02.01.12

Is That a Bee in my Wax?

Posted in Ear Candle History, Things to know when BUYING Ear Candles at 1:44 am by Administrator

There has been considerable debate on the type of wax to use in ear candles to promote the “best” ear candling experience.

Universally, Beeswax is considered the best in the industry. The Ear Candle Lady agrees. It’s my personal favorite.

However, even with beeswax there are several different “grades” which can change the price and availability of beeswax ear candles.

Those who believe in the purest form of anything tend to gravitate to terms like “filtered” or better, “Triple Filtered”! This type of beeswax is run though several filters to remove the naturally ocuring materials (such as bee parts), it’s usually pale yellow, sometimes even white and is billed as the purest form. Unfortunately, filtered wax, especially the “triple filtered”, has had chemical alterations to actually “bleach” it. It looses it’s fragrant honey aroma and has a bit of a medicinal smell to it.

Pure, in this case, is not what I consider pure. The Ear Candle Lady is happy to see bees in my wax because I know the wax has been unaltered. I’m actually relieved to see a more natural & “pure” look to ear candles than to see the pristine, sanitized, medical device looks which the major companies work so hard to acheive (and charge you for).

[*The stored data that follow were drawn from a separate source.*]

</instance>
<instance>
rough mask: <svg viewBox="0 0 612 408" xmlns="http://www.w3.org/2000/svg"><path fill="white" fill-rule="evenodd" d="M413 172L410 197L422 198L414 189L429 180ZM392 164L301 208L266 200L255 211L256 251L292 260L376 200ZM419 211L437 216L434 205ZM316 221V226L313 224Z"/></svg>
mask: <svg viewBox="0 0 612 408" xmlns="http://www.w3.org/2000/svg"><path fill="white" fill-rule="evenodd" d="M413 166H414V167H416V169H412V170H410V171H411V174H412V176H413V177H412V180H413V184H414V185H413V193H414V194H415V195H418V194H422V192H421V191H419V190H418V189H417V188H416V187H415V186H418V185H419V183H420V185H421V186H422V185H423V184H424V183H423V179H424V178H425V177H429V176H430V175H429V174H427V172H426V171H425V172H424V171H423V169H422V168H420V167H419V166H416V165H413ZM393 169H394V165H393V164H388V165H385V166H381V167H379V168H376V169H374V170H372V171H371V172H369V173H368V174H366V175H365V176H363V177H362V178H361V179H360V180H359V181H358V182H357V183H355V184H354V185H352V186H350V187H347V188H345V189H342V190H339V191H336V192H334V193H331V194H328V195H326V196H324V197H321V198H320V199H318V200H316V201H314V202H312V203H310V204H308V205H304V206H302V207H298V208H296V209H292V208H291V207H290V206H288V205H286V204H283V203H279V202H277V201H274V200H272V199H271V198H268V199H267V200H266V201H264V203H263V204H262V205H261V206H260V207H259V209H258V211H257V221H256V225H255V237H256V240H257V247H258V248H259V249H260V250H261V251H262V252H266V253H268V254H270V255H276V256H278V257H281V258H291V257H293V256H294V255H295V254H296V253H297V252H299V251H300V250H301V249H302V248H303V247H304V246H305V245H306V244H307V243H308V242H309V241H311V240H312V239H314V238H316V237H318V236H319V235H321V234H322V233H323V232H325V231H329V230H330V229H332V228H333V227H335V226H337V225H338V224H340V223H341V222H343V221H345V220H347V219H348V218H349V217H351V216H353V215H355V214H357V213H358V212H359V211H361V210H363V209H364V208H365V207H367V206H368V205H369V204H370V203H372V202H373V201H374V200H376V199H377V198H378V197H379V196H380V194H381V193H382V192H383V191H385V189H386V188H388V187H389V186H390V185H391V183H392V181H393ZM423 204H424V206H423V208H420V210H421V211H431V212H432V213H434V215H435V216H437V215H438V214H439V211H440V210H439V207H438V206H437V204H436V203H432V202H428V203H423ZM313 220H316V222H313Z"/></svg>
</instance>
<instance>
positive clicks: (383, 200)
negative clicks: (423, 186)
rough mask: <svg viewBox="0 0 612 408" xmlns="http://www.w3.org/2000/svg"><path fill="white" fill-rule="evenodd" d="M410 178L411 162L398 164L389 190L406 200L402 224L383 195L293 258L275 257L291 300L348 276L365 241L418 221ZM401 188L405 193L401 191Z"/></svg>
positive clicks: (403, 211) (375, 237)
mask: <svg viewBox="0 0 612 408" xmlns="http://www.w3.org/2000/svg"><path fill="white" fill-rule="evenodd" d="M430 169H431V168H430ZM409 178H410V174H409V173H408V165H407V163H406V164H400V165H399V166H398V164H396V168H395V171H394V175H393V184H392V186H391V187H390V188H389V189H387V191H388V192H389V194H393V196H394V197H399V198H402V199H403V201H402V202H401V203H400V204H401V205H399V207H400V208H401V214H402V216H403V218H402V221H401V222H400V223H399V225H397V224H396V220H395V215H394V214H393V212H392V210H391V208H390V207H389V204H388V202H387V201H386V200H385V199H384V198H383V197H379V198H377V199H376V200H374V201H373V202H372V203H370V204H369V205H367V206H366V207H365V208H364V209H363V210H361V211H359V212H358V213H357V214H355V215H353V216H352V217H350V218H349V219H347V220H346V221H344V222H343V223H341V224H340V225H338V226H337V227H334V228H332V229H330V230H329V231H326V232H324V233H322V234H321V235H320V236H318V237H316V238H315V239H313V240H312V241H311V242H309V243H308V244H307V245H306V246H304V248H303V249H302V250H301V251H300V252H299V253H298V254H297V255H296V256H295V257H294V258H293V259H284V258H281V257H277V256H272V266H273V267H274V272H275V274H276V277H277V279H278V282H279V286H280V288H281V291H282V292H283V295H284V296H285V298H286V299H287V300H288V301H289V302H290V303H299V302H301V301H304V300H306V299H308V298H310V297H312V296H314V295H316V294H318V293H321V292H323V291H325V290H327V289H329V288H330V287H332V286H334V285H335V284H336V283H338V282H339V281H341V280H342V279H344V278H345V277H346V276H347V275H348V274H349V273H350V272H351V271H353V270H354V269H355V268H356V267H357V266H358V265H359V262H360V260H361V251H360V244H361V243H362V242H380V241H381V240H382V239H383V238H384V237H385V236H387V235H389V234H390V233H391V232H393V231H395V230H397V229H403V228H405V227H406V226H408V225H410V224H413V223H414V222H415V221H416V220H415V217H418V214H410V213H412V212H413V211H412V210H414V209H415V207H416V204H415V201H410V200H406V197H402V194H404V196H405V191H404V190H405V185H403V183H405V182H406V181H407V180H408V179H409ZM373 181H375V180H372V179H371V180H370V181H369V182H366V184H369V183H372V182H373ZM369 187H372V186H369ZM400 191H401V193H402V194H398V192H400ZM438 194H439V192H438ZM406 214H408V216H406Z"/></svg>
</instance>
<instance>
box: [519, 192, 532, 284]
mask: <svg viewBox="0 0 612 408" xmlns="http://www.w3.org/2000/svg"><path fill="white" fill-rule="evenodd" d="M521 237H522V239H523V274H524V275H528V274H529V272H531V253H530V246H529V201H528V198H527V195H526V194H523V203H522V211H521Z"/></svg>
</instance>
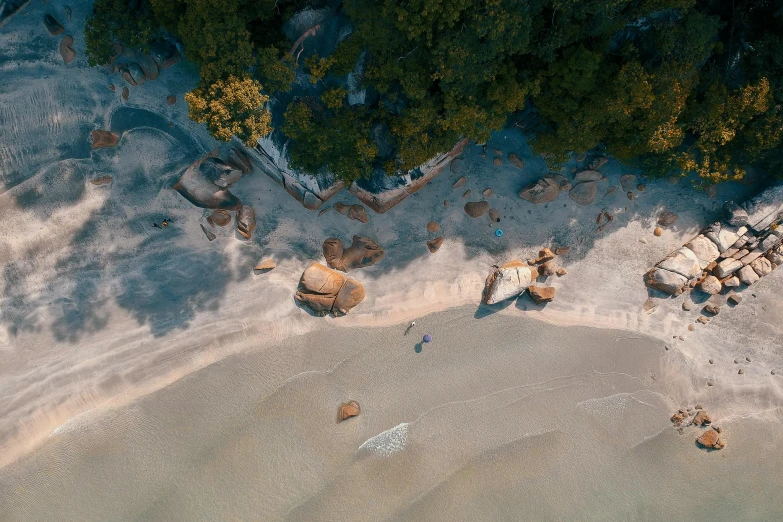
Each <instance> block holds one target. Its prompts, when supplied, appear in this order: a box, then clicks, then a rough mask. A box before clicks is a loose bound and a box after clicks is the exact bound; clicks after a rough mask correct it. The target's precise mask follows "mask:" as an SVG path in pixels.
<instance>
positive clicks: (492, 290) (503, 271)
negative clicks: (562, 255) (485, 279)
mask: <svg viewBox="0 0 783 522" xmlns="http://www.w3.org/2000/svg"><path fill="white" fill-rule="evenodd" d="M537 277H538V272H537V271H536V269H535V268H532V267H529V266H527V265H525V264H524V263H522V261H510V262H508V263H506V264H504V265H502V266H500V267H499V268H497V269H495V271H494V272H492V273H491V274H490V275H489V277H487V282H486V289H485V292H484V302H485V303H486V304H490V305H492V304H496V303H499V302H501V301H505V300H506V299H511V298H514V297H517V296H518V295H520V294H522V293H523V292H524V291H525V290H526V289H527V287H528V286H530V283H532V282H533V281H534V280H535V279H536V278H537Z"/></svg>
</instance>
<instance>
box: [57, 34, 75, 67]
mask: <svg viewBox="0 0 783 522" xmlns="http://www.w3.org/2000/svg"><path fill="white" fill-rule="evenodd" d="M59 49H60V56H62V57H63V62H64V63H65V64H66V65H67V64H69V63H71V62H72V61H73V60H74V59H75V58H76V51H74V50H73V37H72V36H71V35H67V36H66V37H65V38H63V39H62V40H61V41H60V48H59Z"/></svg>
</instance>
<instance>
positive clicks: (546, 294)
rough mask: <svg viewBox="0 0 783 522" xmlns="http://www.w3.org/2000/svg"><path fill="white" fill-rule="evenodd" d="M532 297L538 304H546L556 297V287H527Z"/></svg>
mask: <svg viewBox="0 0 783 522" xmlns="http://www.w3.org/2000/svg"><path fill="white" fill-rule="evenodd" d="M527 292H528V293H529V294H530V298H531V299H533V302H534V303H536V304H544V303H548V302H550V301H552V300H553V299H554V298H555V289H554V288H552V287H551V286H535V285H534V286H531V287H529V288H528V289H527Z"/></svg>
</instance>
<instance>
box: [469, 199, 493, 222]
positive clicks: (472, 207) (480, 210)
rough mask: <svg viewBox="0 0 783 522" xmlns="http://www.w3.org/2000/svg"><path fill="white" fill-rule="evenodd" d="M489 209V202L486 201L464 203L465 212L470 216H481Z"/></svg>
mask: <svg viewBox="0 0 783 522" xmlns="http://www.w3.org/2000/svg"><path fill="white" fill-rule="evenodd" d="M488 210H489V203H488V202H486V201H469V202H468V203H465V213H466V214H467V215H469V216H470V217H472V218H477V217H481V216H483V215H484V214H486V213H487V211H488Z"/></svg>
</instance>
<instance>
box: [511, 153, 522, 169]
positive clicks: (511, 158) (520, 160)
mask: <svg viewBox="0 0 783 522" xmlns="http://www.w3.org/2000/svg"><path fill="white" fill-rule="evenodd" d="M508 162H509V163H511V164H512V165H514V166H515V167H516V168H518V169H524V168H525V164H524V163H522V160H521V159H519V156H517V155H516V154H514V153H513V152H512V153H511V154H509V155H508Z"/></svg>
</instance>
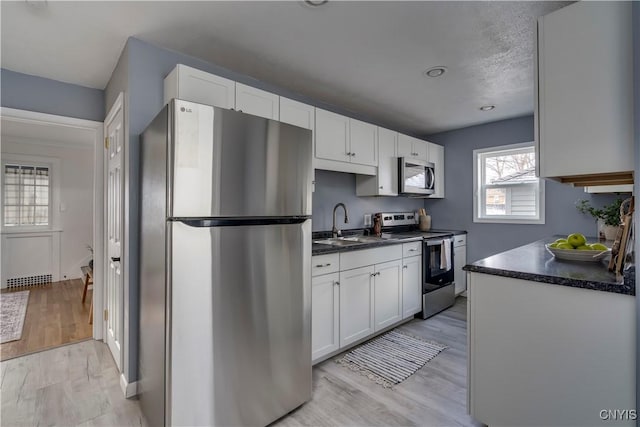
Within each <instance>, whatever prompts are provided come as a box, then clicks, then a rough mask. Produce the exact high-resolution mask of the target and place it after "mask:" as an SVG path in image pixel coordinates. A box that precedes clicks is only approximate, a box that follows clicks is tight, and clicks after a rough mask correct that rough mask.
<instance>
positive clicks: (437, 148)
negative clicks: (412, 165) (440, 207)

Some call true pure & natural ear candles: “scruffy” or “rustic”.

When unfiltered wax is used in ear candling, it makes them more cost effective, durable, they smell GREAT and it keeps less chemicals out of the candle. That translates to less chemicals entering your body when you ear candle.

Triple Filtered is a marketing term to make the consumer believe they are somehow getting more for their money when actually, they are getting less “natural” and more chemically refined candles.

Do you have to look for unfiltered wax when you buy ear candles? No. But “triple filtered” is a sure bet there’s chemicals or bleach added. You have to decide what “Pure” means to you.

The important thing about BEESWAX ear candles is to make sure you are buying 100% Beeswax. If you are going to pay the higher price for Beeswax be aware that a candle can be called BEESWAX if it has 55% beeswax. Many beeswax candles have paraffin added and the companies don’t tell you. 100% Beeswax should be just that; 100%.

Since there is no regulation in the ear candle industry, you have to have trust in your ear candle company that they are being truthful about their beeswax. The companies I have recomended on my website who advertise 100% Beeswax do indeed sell 100% Beeswax.

They also sell Beeswax Blend, which will have a mixture of either soy, paraffin, or palm wax mixed with the Beeswax.

You can check out my website for more details on the different types of wax, but until then, if you get a bee in your wax, don’t worry. It’s all good!